The first of these is assign. The assign method lets you create new columns or modify old ones inside of a DataFrame inline. For example, to fill the region_1 field with the province field wherever the region_1 is null (useful if we're mixing in our own categories), we would do:

In [7]:
wine.assign(
    region_1=wine.apply(lambda srs: srs.region_1 if pd.notnull(srs.region_1) else srs.province, 
                        axis='columns')
)
Out[7]:
country description designation points price province region_1 region_2 taster_name taster_twitter_handle title variety winery
review_id
0 Italy Aromas include tropical fruit, broom, brimston... Vulkà Bianco 87 NaN Sicily & Sardinia Etna NaN Kerin O’Keefe @kerinokeefe Nicosia 2013 Vulkà Bianco (Etna) White Blend Nicosia
1 Portugal This is ripe and fruity, a wine that is smooth... Avidagos 87 15.0 Douro Douro NaN Roger Voss @vossroger Quinta dos Avidagos 2011 Avidagos Red (Douro) Portuguese Red Quinta dos Avidagos
... ... ... ... ... ... ... ... ... ... ... ... ... ...
129969 France A dry style of Pinot Gris, this is crisp with ... NaN 90 32.0 Alsace Alsace NaN Roger Voss @vossroger Domaine Marcel Deiss 2012 Pinot Gris (Alsace) Pinot Gris Domaine Marcel Deiss
129970 France Big, rich and off-dry, this is powered by inte... Lieu-dit Harth Cuvée Caroline 90 21.0 Alsace Alsace NaN Roger Voss @vossroger Domaine Schoffit 2012 Lieu-dit Harth Cuvée Car... Gewürztraminer Domaine Schoffit

129971 rows × 13 columns

Which is equivalent to:

wine['region_1'] = wine['region_1'].apply(
    lambda srs: srs.region_1 if pd.notnull(srs.region_1) else srs.province, 
    axis='columns'
)

You can modify as many old columns and create as many new ones as you'd like with assign, but it does have the limitation that the column being modified must not have any reserved characters like periods (.) or spaces () in the name.
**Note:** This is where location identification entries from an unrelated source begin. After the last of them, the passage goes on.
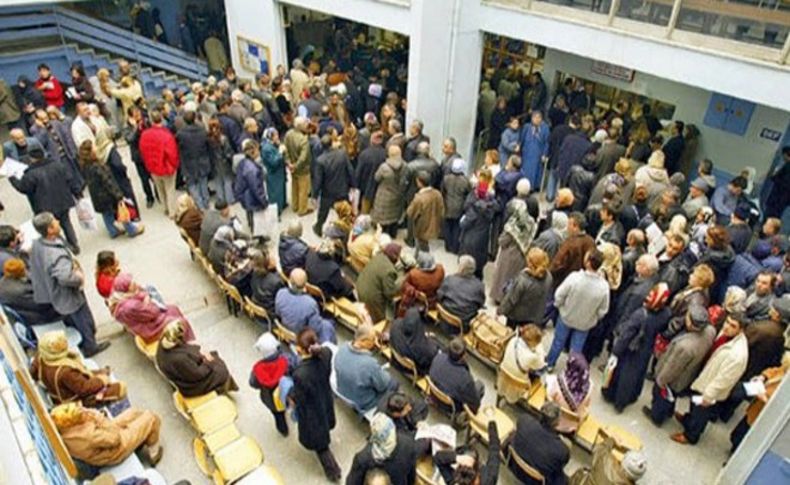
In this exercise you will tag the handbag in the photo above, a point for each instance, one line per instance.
(86, 214)
(122, 214)
(489, 337)
(264, 222)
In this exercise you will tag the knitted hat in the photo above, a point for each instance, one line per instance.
(267, 345)
(782, 306)
(699, 316)
(458, 166)
(14, 268)
(634, 465)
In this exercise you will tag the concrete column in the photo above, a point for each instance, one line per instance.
(444, 70)
(259, 21)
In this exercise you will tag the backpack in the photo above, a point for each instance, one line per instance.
(489, 337)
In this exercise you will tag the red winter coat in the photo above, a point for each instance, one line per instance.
(54, 96)
(159, 151)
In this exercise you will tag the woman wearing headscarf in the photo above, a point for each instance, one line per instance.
(387, 449)
(104, 191)
(92, 437)
(221, 154)
(249, 187)
(551, 238)
(525, 300)
(514, 242)
(141, 314)
(339, 229)
(523, 357)
(379, 282)
(266, 376)
(612, 271)
(192, 371)
(221, 245)
(313, 400)
(480, 208)
(633, 347)
(65, 376)
(272, 156)
(426, 278)
(571, 391)
(363, 241)
(188, 217)
(265, 281)
(408, 338)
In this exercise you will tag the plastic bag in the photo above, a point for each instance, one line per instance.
(86, 214)
(264, 223)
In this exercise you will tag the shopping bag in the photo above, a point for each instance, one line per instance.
(608, 372)
(264, 223)
(86, 214)
(122, 213)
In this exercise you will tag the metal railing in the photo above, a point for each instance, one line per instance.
(750, 28)
(69, 26)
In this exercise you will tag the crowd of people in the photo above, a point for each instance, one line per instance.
(657, 272)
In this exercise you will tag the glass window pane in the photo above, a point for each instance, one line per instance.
(764, 22)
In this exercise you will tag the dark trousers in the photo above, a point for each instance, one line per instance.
(281, 423)
(118, 170)
(82, 321)
(391, 229)
(695, 422)
(329, 464)
(739, 433)
(145, 179)
(660, 408)
(451, 230)
(323, 212)
(68, 230)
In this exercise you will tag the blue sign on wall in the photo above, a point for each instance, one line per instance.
(729, 114)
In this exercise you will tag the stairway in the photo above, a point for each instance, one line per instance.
(30, 35)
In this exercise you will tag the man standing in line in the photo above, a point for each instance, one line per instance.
(299, 159)
(58, 279)
(159, 151)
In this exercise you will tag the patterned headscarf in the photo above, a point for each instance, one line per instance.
(575, 380)
(612, 267)
(383, 437)
(520, 225)
(53, 350)
(657, 298)
(173, 334)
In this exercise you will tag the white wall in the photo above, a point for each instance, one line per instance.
(761, 83)
(257, 20)
(728, 151)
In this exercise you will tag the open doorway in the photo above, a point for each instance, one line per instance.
(374, 60)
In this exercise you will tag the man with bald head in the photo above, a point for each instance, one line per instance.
(297, 310)
(388, 205)
(20, 145)
(299, 158)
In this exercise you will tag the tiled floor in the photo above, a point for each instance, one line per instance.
(160, 258)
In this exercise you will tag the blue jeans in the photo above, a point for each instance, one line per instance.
(199, 192)
(551, 187)
(561, 334)
(224, 188)
(109, 223)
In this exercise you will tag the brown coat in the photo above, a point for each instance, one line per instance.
(570, 257)
(190, 221)
(773, 377)
(426, 212)
(101, 441)
(66, 384)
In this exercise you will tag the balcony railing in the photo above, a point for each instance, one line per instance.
(751, 28)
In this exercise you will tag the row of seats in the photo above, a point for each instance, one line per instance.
(349, 314)
(222, 452)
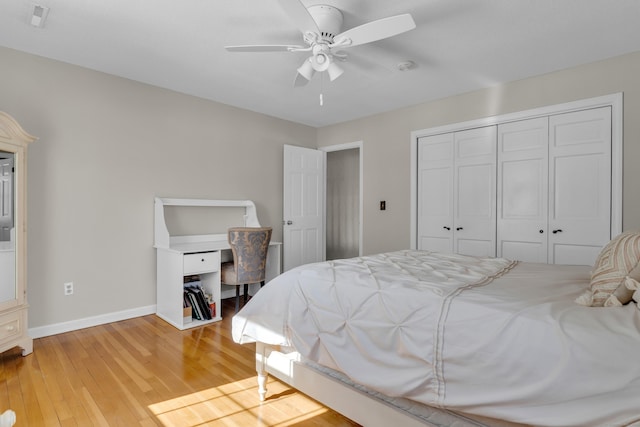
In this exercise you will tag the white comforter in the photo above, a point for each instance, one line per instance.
(484, 336)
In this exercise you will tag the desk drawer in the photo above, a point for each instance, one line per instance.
(10, 326)
(203, 262)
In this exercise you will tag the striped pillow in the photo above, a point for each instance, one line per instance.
(616, 273)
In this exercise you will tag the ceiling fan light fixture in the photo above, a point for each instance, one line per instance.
(320, 62)
(334, 71)
(306, 69)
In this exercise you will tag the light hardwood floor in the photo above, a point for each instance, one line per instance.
(145, 372)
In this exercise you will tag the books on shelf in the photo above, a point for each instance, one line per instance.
(195, 297)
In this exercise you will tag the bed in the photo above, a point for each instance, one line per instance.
(424, 338)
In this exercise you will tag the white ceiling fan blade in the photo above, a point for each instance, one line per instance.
(300, 16)
(264, 48)
(377, 30)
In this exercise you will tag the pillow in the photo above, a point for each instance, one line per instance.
(616, 273)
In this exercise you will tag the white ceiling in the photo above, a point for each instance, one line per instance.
(458, 46)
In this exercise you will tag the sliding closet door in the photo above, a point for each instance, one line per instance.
(435, 193)
(475, 192)
(523, 149)
(580, 185)
(457, 192)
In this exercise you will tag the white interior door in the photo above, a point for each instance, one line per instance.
(523, 149)
(580, 185)
(303, 210)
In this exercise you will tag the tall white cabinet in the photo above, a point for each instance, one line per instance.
(13, 251)
(547, 197)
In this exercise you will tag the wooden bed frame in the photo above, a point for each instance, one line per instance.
(343, 398)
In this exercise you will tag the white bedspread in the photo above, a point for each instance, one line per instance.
(479, 335)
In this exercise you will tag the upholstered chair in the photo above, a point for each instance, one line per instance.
(249, 246)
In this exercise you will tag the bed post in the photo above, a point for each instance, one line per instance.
(261, 360)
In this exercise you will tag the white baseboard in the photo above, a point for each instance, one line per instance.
(87, 322)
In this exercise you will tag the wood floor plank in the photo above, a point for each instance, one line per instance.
(144, 372)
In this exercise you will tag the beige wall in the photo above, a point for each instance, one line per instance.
(107, 146)
(386, 138)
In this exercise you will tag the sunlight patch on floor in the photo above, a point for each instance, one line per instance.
(236, 404)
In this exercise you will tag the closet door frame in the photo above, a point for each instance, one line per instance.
(615, 101)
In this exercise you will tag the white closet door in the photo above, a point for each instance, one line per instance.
(580, 185)
(475, 192)
(523, 190)
(435, 193)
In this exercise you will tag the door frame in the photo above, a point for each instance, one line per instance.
(348, 146)
(615, 101)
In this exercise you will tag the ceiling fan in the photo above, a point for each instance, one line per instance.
(321, 26)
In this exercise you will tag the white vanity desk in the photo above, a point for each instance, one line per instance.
(184, 255)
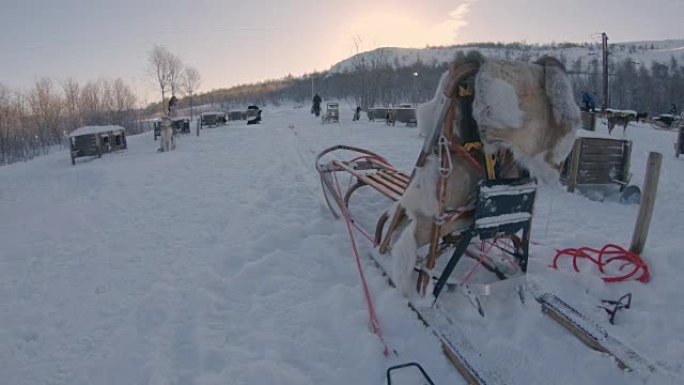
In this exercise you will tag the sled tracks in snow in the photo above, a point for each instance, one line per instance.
(477, 369)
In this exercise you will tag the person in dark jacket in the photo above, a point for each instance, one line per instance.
(588, 101)
(316, 107)
(357, 113)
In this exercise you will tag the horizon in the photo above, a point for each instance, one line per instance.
(285, 33)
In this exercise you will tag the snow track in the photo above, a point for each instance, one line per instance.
(218, 263)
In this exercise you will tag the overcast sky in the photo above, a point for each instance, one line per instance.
(232, 42)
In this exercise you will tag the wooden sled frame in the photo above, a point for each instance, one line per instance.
(370, 169)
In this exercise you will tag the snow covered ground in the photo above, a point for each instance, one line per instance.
(217, 263)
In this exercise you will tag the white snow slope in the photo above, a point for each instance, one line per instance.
(217, 263)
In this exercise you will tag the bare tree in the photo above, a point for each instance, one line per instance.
(71, 90)
(191, 82)
(158, 68)
(46, 106)
(176, 72)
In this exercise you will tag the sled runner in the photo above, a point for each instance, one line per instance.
(492, 128)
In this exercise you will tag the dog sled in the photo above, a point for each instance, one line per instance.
(332, 113)
(493, 131)
(467, 184)
(460, 221)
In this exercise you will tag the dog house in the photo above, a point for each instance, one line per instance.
(679, 145)
(213, 118)
(400, 114)
(96, 140)
(599, 162)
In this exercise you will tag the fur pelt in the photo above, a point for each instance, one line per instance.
(167, 141)
(526, 109)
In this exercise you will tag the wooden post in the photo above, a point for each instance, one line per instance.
(574, 165)
(647, 202)
(627, 163)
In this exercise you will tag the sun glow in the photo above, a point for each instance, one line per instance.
(390, 27)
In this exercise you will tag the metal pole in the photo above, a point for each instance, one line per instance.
(604, 40)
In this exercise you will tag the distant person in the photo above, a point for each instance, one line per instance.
(172, 104)
(588, 101)
(316, 105)
(389, 118)
(357, 113)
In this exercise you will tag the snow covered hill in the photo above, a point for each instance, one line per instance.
(217, 263)
(645, 52)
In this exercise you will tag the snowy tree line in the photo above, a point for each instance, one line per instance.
(40, 118)
(376, 81)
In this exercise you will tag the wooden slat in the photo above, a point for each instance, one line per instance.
(377, 178)
(601, 166)
(601, 141)
(603, 157)
(591, 150)
(400, 175)
(393, 178)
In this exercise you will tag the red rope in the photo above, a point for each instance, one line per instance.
(603, 257)
(466, 154)
(374, 322)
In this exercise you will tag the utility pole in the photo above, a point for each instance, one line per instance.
(604, 41)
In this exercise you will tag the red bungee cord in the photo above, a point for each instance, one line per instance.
(610, 253)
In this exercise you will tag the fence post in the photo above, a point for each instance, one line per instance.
(574, 164)
(647, 202)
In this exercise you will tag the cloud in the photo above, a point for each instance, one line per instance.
(392, 27)
(458, 18)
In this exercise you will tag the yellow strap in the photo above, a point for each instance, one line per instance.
(472, 146)
(464, 91)
(490, 160)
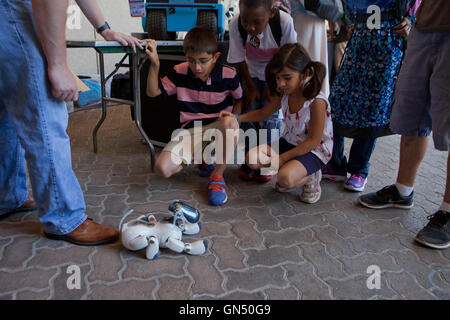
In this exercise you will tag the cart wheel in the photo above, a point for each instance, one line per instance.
(207, 18)
(157, 25)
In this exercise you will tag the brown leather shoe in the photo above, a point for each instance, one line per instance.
(89, 233)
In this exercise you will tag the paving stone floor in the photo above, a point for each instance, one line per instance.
(262, 244)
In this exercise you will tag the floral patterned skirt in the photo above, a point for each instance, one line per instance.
(362, 93)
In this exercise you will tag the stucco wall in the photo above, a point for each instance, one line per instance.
(117, 13)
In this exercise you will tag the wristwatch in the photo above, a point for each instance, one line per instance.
(103, 27)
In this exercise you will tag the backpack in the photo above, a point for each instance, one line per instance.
(275, 27)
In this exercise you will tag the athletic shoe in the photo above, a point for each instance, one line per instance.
(217, 195)
(329, 173)
(261, 177)
(246, 173)
(204, 170)
(311, 189)
(436, 234)
(355, 183)
(388, 197)
(280, 188)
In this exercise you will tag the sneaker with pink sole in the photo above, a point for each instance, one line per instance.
(329, 173)
(311, 189)
(355, 183)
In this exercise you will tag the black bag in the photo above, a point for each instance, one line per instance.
(275, 27)
(331, 10)
(121, 86)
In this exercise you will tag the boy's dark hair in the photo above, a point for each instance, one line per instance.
(200, 39)
(295, 57)
(267, 4)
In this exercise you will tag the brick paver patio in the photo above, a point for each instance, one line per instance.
(262, 244)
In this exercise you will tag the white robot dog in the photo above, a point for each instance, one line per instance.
(146, 232)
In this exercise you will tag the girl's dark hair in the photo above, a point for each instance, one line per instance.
(295, 57)
(200, 39)
(267, 4)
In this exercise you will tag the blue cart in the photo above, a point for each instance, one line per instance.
(163, 19)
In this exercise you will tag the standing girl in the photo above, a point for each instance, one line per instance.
(362, 93)
(306, 142)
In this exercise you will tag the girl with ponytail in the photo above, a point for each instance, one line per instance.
(306, 142)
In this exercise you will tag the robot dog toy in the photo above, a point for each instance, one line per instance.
(146, 232)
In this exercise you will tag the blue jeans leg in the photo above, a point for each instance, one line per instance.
(40, 123)
(360, 154)
(13, 177)
(338, 159)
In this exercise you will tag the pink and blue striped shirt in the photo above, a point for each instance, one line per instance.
(198, 100)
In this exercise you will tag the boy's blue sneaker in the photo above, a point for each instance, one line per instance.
(355, 183)
(217, 195)
(204, 170)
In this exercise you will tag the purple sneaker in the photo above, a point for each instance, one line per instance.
(355, 183)
(329, 173)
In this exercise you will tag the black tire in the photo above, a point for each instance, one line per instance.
(207, 18)
(156, 24)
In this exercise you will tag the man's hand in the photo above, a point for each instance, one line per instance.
(124, 39)
(403, 28)
(64, 86)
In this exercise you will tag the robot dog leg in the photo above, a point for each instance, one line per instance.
(198, 247)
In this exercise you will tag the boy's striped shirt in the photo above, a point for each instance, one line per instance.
(198, 100)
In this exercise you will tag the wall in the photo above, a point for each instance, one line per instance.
(117, 13)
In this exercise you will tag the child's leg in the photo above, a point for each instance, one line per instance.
(291, 175)
(262, 156)
(168, 164)
(229, 133)
(359, 157)
(176, 154)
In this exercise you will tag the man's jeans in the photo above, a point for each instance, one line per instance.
(33, 126)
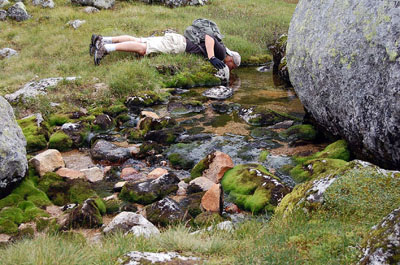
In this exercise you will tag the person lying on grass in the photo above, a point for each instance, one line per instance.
(212, 49)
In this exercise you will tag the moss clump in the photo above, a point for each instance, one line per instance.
(36, 137)
(207, 218)
(304, 132)
(58, 119)
(60, 141)
(178, 161)
(253, 188)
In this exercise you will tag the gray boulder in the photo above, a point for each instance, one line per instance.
(7, 52)
(176, 3)
(44, 3)
(101, 4)
(13, 162)
(383, 243)
(343, 61)
(35, 88)
(18, 12)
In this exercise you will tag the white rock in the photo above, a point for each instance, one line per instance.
(129, 222)
(7, 53)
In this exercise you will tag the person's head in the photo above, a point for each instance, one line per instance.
(232, 59)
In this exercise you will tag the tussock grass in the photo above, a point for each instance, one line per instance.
(49, 48)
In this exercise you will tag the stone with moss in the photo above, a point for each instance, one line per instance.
(60, 141)
(149, 191)
(304, 132)
(356, 190)
(383, 241)
(180, 162)
(58, 119)
(35, 132)
(206, 219)
(253, 188)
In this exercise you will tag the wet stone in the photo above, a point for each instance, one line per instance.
(219, 93)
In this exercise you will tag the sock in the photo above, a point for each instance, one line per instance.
(107, 40)
(110, 47)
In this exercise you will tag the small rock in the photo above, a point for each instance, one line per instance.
(93, 174)
(3, 15)
(136, 257)
(76, 23)
(129, 222)
(70, 173)
(18, 12)
(90, 10)
(48, 161)
(212, 199)
(219, 93)
(200, 184)
(149, 114)
(165, 212)
(119, 185)
(7, 52)
(156, 173)
(43, 3)
(109, 152)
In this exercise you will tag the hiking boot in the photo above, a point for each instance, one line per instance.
(99, 53)
(93, 42)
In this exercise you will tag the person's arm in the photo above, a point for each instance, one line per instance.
(210, 42)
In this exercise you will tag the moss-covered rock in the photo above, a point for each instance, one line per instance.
(305, 132)
(207, 218)
(36, 137)
(357, 190)
(180, 162)
(383, 242)
(253, 188)
(333, 156)
(60, 141)
(149, 191)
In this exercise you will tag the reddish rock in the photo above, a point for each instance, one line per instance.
(217, 168)
(212, 199)
(156, 173)
(48, 161)
(70, 173)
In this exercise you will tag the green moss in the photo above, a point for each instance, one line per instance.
(314, 168)
(207, 218)
(60, 141)
(249, 190)
(100, 205)
(36, 138)
(178, 161)
(58, 119)
(263, 156)
(7, 226)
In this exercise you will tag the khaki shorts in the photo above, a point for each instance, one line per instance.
(169, 43)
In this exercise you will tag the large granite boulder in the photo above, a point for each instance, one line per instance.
(343, 60)
(13, 162)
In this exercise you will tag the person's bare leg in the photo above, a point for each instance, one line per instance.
(132, 46)
(124, 38)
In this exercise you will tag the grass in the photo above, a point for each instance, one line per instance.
(49, 48)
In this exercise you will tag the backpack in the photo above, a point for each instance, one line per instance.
(199, 28)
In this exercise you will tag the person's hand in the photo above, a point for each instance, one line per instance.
(217, 63)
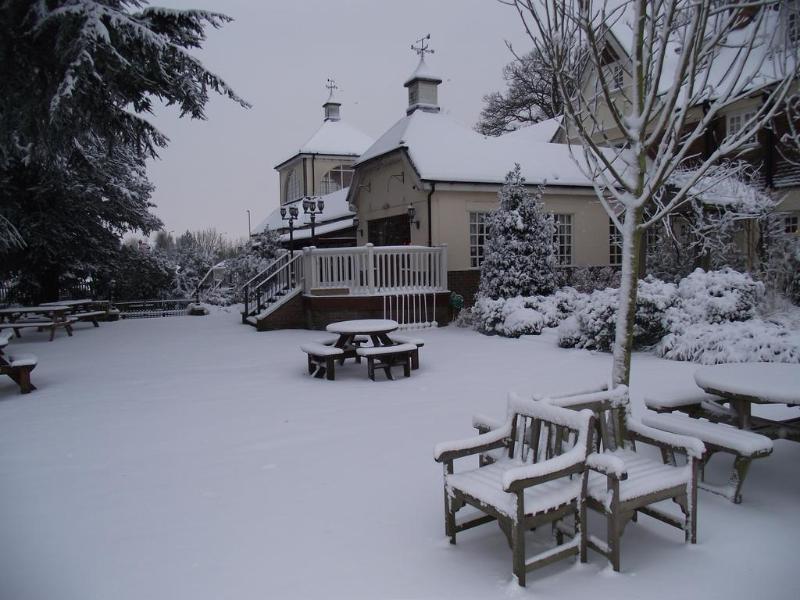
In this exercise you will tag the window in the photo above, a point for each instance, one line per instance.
(293, 191)
(614, 244)
(737, 121)
(563, 239)
(793, 27)
(477, 238)
(613, 75)
(336, 179)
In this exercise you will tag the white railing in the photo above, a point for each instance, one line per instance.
(369, 270)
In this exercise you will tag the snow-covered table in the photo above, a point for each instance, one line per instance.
(376, 329)
(743, 384)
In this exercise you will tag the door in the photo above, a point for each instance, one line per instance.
(389, 231)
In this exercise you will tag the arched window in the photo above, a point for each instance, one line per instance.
(292, 190)
(337, 178)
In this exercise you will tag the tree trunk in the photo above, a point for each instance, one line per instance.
(628, 289)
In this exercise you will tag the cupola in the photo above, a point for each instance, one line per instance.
(423, 84)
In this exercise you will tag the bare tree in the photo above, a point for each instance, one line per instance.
(531, 95)
(640, 114)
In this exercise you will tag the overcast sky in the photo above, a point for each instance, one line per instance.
(278, 55)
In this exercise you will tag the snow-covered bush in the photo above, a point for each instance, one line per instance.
(594, 325)
(519, 255)
(589, 279)
(520, 315)
(716, 297)
(740, 341)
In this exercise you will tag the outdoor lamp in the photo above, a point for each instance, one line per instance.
(412, 213)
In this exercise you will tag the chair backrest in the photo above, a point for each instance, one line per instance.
(611, 409)
(541, 431)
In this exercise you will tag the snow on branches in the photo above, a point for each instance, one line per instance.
(519, 255)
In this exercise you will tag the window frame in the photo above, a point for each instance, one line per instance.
(477, 238)
(564, 238)
(744, 115)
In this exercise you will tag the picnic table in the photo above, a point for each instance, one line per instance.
(377, 330)
(41, 317)
(743, 384)
(84, 309)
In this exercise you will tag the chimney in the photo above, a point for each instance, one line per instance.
(331, 106)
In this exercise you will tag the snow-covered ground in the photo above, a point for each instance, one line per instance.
(193, 458)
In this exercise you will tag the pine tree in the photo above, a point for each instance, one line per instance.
(519, 258)
(79, 77)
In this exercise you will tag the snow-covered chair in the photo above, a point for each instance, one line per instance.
(626, 482)
(540, 477)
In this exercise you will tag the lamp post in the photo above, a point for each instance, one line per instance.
(313, 207)
(293, 212)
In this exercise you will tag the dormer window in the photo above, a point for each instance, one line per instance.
(613, 75)
(336, 179)
(737, 121)
(793, 27)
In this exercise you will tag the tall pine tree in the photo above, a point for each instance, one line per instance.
(79, 78)
(519, 257)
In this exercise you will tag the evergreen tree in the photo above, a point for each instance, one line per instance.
(519, 257)
(78, 76)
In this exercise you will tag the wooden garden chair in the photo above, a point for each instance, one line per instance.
(538, 476)
(624, 481)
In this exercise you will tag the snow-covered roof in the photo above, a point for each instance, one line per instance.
(336, 208)
(423, 71)
(543, 131)
(444, 150)
(305, 233)
(334, 137)
(762, 65)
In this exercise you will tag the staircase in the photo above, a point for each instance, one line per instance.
(281, 281)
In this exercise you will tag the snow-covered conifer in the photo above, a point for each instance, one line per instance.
(519, 257)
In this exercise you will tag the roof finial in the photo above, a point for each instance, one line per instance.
(421, 46)
(331, 85)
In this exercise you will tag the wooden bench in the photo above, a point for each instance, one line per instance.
(539, 478)
(321, 359)
(689, 402)
(717, 437)
(418, 342)
(91, 316)
(18, 367)
(388, 357)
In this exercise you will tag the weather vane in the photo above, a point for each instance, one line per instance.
(421, 46)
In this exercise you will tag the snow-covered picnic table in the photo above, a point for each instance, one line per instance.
(743, 384)
(41, 317)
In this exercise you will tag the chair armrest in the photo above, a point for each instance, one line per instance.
(518, 478)
(449, 451)
(607, 464)
(483, 423)
(656, 437)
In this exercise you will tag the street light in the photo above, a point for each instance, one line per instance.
(293, 212)
(313, 207)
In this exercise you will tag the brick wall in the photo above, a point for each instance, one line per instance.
(464, 283)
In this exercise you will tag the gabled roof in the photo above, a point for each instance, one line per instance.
(337, 138)
(444, 150)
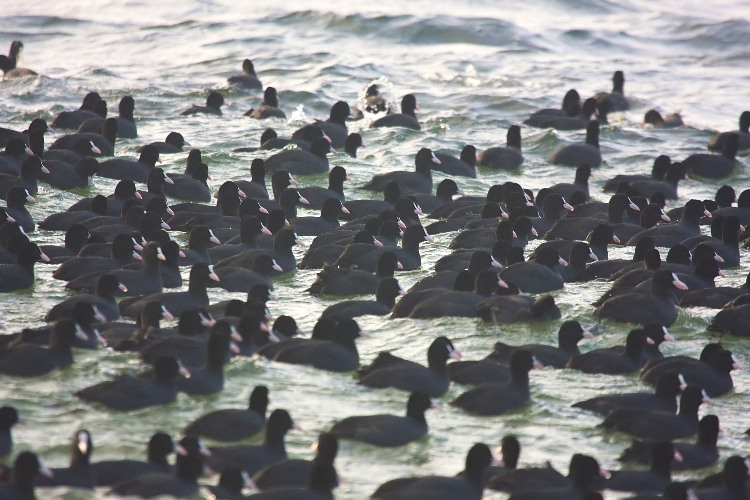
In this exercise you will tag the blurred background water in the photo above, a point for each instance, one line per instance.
(476, 68)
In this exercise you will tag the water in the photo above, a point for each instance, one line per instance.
(475, 69)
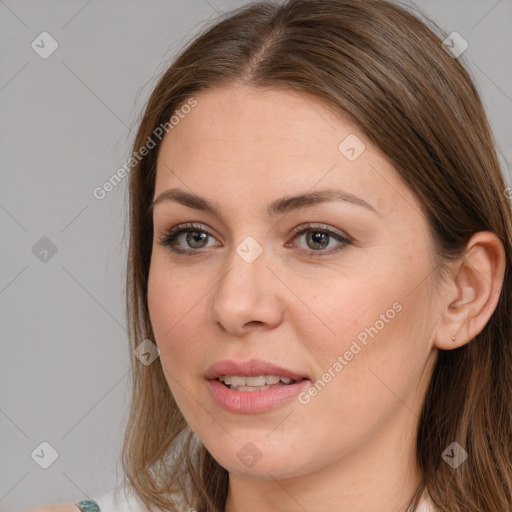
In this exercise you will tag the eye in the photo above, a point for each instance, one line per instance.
(319, 238)
(196, 237)
(193, 235)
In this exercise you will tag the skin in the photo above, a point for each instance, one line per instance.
(352, 447)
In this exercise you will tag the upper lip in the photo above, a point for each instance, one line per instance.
(249, 368)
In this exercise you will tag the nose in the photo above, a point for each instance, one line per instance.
(247, 296)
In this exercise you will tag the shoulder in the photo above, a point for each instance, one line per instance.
(57, 507)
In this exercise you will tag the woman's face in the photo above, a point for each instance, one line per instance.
(332, 289)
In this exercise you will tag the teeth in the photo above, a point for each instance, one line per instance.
(257, 382)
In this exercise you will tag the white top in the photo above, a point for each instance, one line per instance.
(120, 502)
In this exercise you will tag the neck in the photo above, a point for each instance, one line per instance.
(381, 475)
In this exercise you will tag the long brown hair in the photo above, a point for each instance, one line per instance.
(385, 70)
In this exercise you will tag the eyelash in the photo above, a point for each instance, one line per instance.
(169, 239)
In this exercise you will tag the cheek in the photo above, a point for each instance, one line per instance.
(173, 308)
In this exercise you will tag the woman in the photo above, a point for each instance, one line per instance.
(320, 248)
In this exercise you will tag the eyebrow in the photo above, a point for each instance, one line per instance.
(280, 206)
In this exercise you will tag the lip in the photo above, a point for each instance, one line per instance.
(252, 402)
(249, 368)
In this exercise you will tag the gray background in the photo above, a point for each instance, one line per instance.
(66, 126)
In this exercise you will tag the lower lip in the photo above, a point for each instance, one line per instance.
(254, 401)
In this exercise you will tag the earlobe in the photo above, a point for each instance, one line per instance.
(473, 293)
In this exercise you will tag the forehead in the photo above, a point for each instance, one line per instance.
(271, 143)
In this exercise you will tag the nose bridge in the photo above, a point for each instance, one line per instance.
(243, 294)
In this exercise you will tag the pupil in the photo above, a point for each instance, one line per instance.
(318, 238)
(194, 238)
The next method to know is pipe. pipe is a little mind-bending: it lets you perform an operation on the entire DataFrame at once, and replaces the current DataFrame which the output of your pipe.

For example, one way to change the give the DataFrame index a new name would be to do:

In [8]:
def name_index(df):
    df.index.name = 'review_id'
    return df

wine.pipe(name_index)
Out[8]:
country description designation points price province region_1 region_2 taster_name taster_twitter_handle title variety winery
review_id
0 Italy Aromas include tropical fruit, broom, brimston... Vulkà Bianco 87 NaN Sicily & Sardinia Etna NaN Kerin O’Keefe @kerinokeefe Nicosia 2013 Vulkà Bianco (Etna) White Blend Nicosia
1 Portugal This is ripe and fruity, a wine that is smooth... Avidagos 87 15.0 Douro NaN NaN Roger Voss @vossroger Quinta dos Avidagos 2011 Avidagos Red (Douro) Portuguese Red Quinta dos Avidagos
... ... ... ... ... ... ... ... ... ... ... ... ... ...
129969 France A dry style of Pinot Gris, this is crisp with ... NaN 90 32.0 Alsace Alsace NaN Roger Voss @vossroger Domaine Marcel Deiss 2012 Pinot Gris (Alsace) Pinot Gris Domaine Marcel Deiss
129970 France Big, rich and off-dry, this is powered by inte... Lieu-dit Harth Cuvée Caroline 90 21.0 Alsace Alsace NaN Roger Voss @vossroger Domaine Schoffit 2012 Lieu-dit Harth Cuvée Car... Gewürztraminer Domaine Schoffit

129971 rows × 13 columns

pipe is a power tool: it comes in handy when you're performing very intricate operations on your DataFrame. You won't need it often, but it'll be super useful when you do.

That concludes this tutorial! Bravo!